Indeed, the type is not the same :

julia> typeof([s[1] s[2] s[3] s[4]; s[2] s[3] s[4] s[5]; s[3] s[4] s[5] s[6]; s[4] s[5] s[6] s[7]])
Convex.TransposeAtom

julia> typeof(H_low)
Matrix{Convex.IndexAtom} (alias for Array{Convex.IndexAtom, 2})

julia> 

Is there a way to build this H_low matrix automatically in the right type ? The size of the problem might change from a run to the other…

@ericphanson Do you now the right syntax ?

Yeah, this is something Convex struggles with, which is that it wants e.g. a 2x2 matrix to be Variable(2,2), not Matrix{Variable}. In other words, Convex works with vector/matrix-valuned variables but can’t work with vectors/matrices of variables directly. One workaround is to do

function convert_to_variable(arr::AbstractMatrix{<:AbstractVariable})
    x = Variable(size(arr))
    for i = 1:size(arr, 1), j = 1:size(arr, 2)
        add_constraint!(x, x[i,j] == arr[i,j])
    end
    return x
end

(untested), and then do H_low_variable = convert_to_variable(H_low) and use H_low_variable from then on.

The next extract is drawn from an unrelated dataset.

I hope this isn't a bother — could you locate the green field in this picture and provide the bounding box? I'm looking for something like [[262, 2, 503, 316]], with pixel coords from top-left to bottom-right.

This might not be very efficient though, as it creates a new variable with one constraint per variable in your matrix. For Convex.jl, a more efficient approach would be to rewrite get_hankels in a “vectorized” way, i.e. try to write it something like a matrix multiplication (of a non-variable matrix) onto your variable vector s. In other words, try to avoid indexing into s and create H_low by a function of s that doesn’t need to index into it.

Since JuMP works on a scalar level, that might be a better approach for this kind of problem.

2 Likes

I only changed the AbstractVariable to AbstractExprOrValue as is :

function convert_to_variable(arr::AbstractMatrix{<:Convex.AbstractExprOrValue})
    x = Variable(size(arr))
    for i = 1:size(arr, 1), j = 1:size(arr, 2)
        add_constraint!(x, x[i,j] == arr[i,j])
    end
    return x
end

I had Matrix{Convex.IndexAtom}, and Convex.IndexAtom <: Convex.AbstractVariable is false but Convex.IndexAtom <: Convex.AbstractExprOrValue is true.

Works like a charm, thanks a lot @ericphanson !

Edit: I’ll try rewriting it as matrix-vector product, as it is clearly possible in this case. It was just easier to reason about with indexing. Jump is out-of-scope since I need arbitrary precision :wink:

1 Like